This morning, before heading into Zumiez for another long holiday shift, I went out for my run like I always do. I’m on day 696 of my streak and honestly it’s the one thing keeping my mind steady lately. With all the pressure of running Skate The Foundry, building Start Your Skate Business, and managing Zumiez during peak season, my mind has been packed. I already felt overloaded before the run even started. This moment ended up teaching me a lot about the skate business mindset.
Halfway through, I saw a woman walking two big dogs without a leash, a pit bull and a rottweiler. That’s normal in Fairmount Park. But today I wasn’t in the headspace for surprises. My stress was already maxed out. And then the rottweiler suddenly broke away and charged straight at me. Full speed. Eyes locked on mine. The owner was yelling its name over and over and it wasn’t listening.
Normally I would have freaked out or sped up or looked for somewhere to run, but something in me just shifted. The dog came within a few feet of me when I suddenly stopped running, turned toward it, and stared right back. And in my head I said, “Don’t even think about it. Don’t mess with me. I’m not in the mood.” The dog froze, stared at me, slowly walked backwards, and then ran back to its owner.
That moment stayed with me all day because it explained something I didn’t fully realize about myself. That moment wasn’t me trying to be tough, and it wasn’t adrenaline or leftover frustration. It was something completely different. It was clarity. No fear gripping me, no thoughts racing ahead, no replay of the past. Just this deep steady sense of presence, like everything around me suddenly quieted and I met the moment exactly as it was.
And there’s actually biology behind that! When your brain hits overload, the overthinking part shuts down for a second. The body switches from frantic fight or flight into a calmer, instinctive mode. Your nervous system moves into a parasympathetic, hyperfocused state, the same one athletes enter when they’re in the zone. Breathing slows, awareness expands, reactions sharpen, and fear gets quiet. That’s exactly what happened to me. The dog didn’t stop because the owner called it. It stopped because it felt the energy shift.
All day I kept thinking about how similar this is to running a skate business or even managing a store. Things come at you out of nowhere. Sales dip, staff get stressed, parents complain, systems break, your own self doubt hits you, and everything feels like it’s coming full speed. Most people react emotionally. They panic, shut down, or run mentally. But that moment with the dog showed me that when you’re grounded, you can face things without fear. The problem doesn’t shrink because it gets easier. It shrinks because you stop running from it. It made me rethink what the skate business mindset really is.
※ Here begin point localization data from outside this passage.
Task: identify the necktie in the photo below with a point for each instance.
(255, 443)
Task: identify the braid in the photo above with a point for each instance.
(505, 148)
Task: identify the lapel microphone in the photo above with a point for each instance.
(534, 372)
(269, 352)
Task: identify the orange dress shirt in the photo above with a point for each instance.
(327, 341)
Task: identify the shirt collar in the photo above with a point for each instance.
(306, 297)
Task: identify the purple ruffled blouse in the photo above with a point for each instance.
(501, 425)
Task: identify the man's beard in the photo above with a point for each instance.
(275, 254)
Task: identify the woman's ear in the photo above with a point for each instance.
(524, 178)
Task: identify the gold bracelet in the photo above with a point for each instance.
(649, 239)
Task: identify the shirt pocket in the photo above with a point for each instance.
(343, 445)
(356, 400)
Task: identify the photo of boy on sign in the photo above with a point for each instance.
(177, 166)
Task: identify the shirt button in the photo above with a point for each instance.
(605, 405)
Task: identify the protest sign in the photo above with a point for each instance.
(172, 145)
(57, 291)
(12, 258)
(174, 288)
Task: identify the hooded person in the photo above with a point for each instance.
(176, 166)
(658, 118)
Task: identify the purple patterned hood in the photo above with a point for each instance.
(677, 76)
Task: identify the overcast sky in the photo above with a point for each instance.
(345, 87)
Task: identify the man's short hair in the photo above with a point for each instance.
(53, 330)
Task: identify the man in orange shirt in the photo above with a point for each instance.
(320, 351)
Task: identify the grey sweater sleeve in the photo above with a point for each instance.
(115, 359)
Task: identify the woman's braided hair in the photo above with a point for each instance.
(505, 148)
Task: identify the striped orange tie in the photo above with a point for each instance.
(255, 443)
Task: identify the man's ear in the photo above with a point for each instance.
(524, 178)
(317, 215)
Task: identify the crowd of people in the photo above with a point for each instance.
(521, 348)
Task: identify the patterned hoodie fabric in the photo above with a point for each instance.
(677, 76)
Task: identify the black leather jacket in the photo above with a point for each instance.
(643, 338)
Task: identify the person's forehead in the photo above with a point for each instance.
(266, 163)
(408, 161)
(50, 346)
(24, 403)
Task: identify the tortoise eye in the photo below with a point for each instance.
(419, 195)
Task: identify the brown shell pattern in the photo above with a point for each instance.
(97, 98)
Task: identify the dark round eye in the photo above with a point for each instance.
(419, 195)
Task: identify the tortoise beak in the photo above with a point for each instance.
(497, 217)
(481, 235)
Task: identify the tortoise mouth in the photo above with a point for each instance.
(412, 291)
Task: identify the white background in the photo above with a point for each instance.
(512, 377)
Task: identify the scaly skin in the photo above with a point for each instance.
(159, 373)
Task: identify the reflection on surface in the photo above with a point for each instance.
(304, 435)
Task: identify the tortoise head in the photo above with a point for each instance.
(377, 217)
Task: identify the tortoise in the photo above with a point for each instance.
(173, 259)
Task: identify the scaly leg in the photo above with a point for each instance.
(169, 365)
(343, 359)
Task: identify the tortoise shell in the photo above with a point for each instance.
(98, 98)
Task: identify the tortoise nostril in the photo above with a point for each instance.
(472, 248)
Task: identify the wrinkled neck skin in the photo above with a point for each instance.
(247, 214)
Lately I’ve realized the version of me that my business needs isn’t the overthinking, stressed-out one. It’s the grounded one. The present one. The one who takes a breath, looks at what’s happening, and chooses the next step instead of reacting to everything at once. You don’t need hype or forced confidence. You don’t need to be loud. You just need presence.
That’s where the real power is. And when you show up like that, even the things that feel like they’re charging at you start backing off.